The capacity to send and receive those packets is called bandwidth, an industry buzzword that's now popping up in the mainstream. To understand how crucial bandwidth will be, think of data--whether it's online trading or a phone call to Grandma--as water. Telecom companies see their consumers as people living in a vast desert served by thin, rickety pipes. The Internet explosion has revealed the pipes' limitations, as anyone who has ever spent hours trying to download a big software file knows. The solution is to plug a water main directly into the home and office via modified TV cables or a phone-line upgrade called DSL (a third, still-developing option is wireless technology). Because either conduit can supply Internet access at more than 100 times the speed of the fastest dial-up modem, the "broadband race" between phone and cable is on.
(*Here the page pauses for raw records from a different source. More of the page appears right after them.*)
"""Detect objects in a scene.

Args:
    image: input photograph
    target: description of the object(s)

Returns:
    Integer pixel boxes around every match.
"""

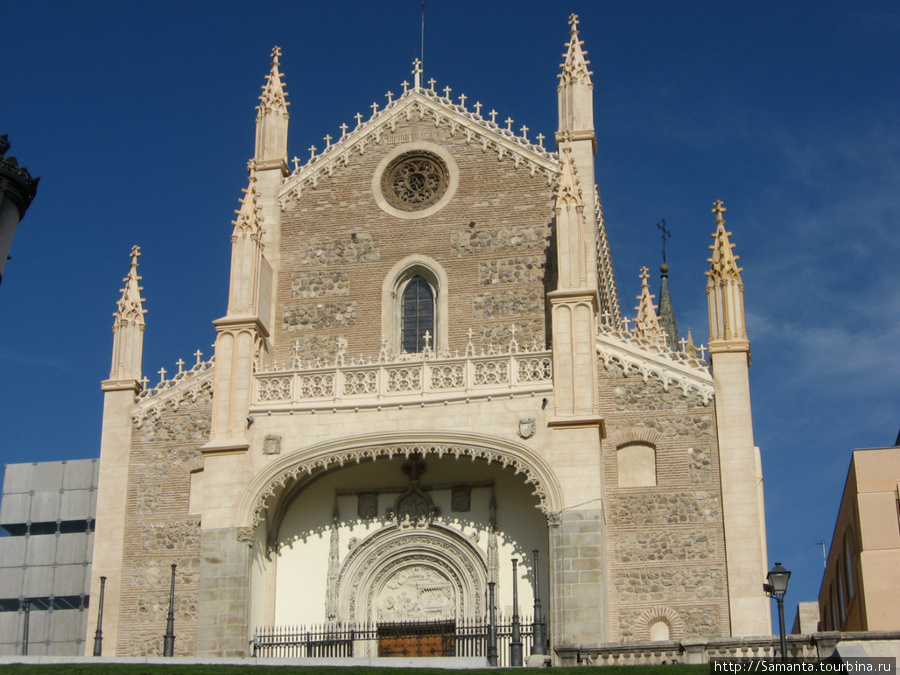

With broadband, you'll get used to downloading CD albums in a matter of seconds and watching streaming video while making a phone call. "Information seems to fill the pipe available for it," says Phil Otto, CEO of Terraops, a high-speed video-transmission company. "Capacity leads to demand, which leads to more capacity." Providing the capacity is where telecom companies expect to cash in.

STOCK ANSWERS

In fact, they've already started. Total revenues for all U.S. carriers in 1997 were up 40% from four years earlier. The number of fax machines roughly doubled in that period, suggesting that the data revolution was under way before the Internet became a household word. Wireless calling was the fastest-growing sector, but rather than rest on their laurels, manufacturers are pushing ahead with mobile phones that tap directly into the Internet.

From Wall Street, the word is go. Over the year that ended June 30, the Dow Jones index that tracks telecom carriers returned a robust 40%; its three-year annualized return was 32%. The racier Nasdaq telecom index returned 59% for the year and an annualized 43% over three years. Brian Stansky, manager ofT. Rowe Price Media & Telecommunications fund, compares the group's run-up to the biotech bubble of the early '90s. "It's like having too many tadpoles in the pond--eventually there will be an epidemic that takes a lot of them out," he says.

Larger companies are hedging their bets by buying into or merging with other players in their search for new technology or new markets. Two significant deals were reached recently: US West, a Baby Bell that provides local telephone service in 14 states, agreed to merge with Qwest Communications, an upstart long-distance company. And Global Crossing, a two-year-old firm that operates a trans-atlantic fiber-optic cable, struck a pact With Frontier Corp.